# Laplace Transformations

Laplace Transformations are an integral transformation used to transform differential equations into algebraic equations. We can use them to solve non-homogeneous differential equations of higher order. In general, integral transformations are in the form:

$$\displaystyle \int_\alpha^{\beta} {K(s,t) f(t)dt}$$

Note that the independent variable is originally $$t$$ and is then $$s$$ after the transformation. The function $$K(s,t)$$ is called a kernal. For the Laplace Transform:

$$K(s,t) = e^{-st}$$

The notation for the Laplace Transformation is:

$$\mathcal{L} \{f(t)\} = F(s) = \int_0^{\infty} {e^{-st} f(t)dt}, \; t \ge 0$$

The function being transformed is typically written in lower case and the transformed function is in upper case.

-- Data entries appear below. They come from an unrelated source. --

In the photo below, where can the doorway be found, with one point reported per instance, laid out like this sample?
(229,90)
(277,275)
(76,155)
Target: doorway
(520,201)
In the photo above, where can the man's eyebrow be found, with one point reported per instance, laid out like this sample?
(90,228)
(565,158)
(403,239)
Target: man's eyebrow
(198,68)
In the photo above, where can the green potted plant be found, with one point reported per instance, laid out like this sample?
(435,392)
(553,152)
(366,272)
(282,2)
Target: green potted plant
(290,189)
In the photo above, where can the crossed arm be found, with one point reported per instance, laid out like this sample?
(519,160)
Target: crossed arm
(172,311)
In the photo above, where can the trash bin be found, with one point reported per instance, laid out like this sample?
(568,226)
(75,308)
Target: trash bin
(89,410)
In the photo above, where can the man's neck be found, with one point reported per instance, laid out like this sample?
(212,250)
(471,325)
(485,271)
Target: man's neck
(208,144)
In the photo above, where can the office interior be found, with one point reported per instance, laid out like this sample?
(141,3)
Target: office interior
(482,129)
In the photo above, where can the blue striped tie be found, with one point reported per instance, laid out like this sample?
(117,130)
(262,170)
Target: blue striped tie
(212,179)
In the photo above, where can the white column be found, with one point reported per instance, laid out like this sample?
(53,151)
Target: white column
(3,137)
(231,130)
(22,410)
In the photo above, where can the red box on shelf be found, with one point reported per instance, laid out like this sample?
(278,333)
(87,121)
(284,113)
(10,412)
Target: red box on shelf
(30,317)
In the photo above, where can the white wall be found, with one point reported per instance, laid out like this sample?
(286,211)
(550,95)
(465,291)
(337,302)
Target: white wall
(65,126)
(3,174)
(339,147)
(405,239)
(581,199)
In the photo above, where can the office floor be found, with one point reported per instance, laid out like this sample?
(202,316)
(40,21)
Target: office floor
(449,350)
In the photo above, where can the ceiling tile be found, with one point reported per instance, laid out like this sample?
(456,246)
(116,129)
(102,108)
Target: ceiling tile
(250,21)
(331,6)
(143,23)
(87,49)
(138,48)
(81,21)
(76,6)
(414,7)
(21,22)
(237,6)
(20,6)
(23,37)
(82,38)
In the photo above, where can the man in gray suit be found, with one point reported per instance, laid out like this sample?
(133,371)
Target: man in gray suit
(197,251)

The original function can be referred to as the inverse Laplace Transformation denoted as:

$$\mathcal{L}^{-1} \{ Y(s) \} = y(t)$$

The Laplace Transform is a linear operator, thus:

$$\mathcal{L}\{ a f(t) + bg(t) \} = aF(s) + bG(s)$$

Although the definition can be used to derive the Laplace Transformation of common functions, the table below can be used.

 Function Laplace $$1$$ $$\frac{1}{s}$$ $$t^n, n \epsilon \mathbb R$$ $$\frac{n!}{s^{n+1}}$$ $$e^{at}$$ $$\frac{1}{s-a}$$ $$\sin{(kt)}$$ $$\frac{k}{s^2 + k^2}$$ $$\cos{(kt)}$$ $$\frac{s}{s^2 + k^2}$$ $$\sinh{(kt)}$$ $$\frac{k}{s^2 - k^2}$$ $$\cosh{(kt)}$$ $$\frac{s}{s^2 - k^2}$$

Determine $$\mathcal{L} \{ e^{3t} +\frac{1}{2}t - 4 \}.$$

Determine $$\mathcal{L}^{-1} \{ \cfrac{3s-1}{s^2+16} \}.$$

## Laplace Transform of Derivatives

Our goal is to use Laplace Transformations to solve differential equations. Using the definition of a Laplace Transformation, we can show that the Laplace Transformation becomes an algebraic equation in terms of initial values:

$$\mathcal{L} \{ f^{(n)}(t) \} = s^nF(s) - s^{n-1} f(0) - s^{n-2} f^{'}(0) - \dots - f^{(n-1)}(0)$$

Determine $$\mathcal{L}^{-1} \{ 3y^{''} - 2y \}$$ given $$y^{'}(0) = 2, y^{''}(0) = 0$$.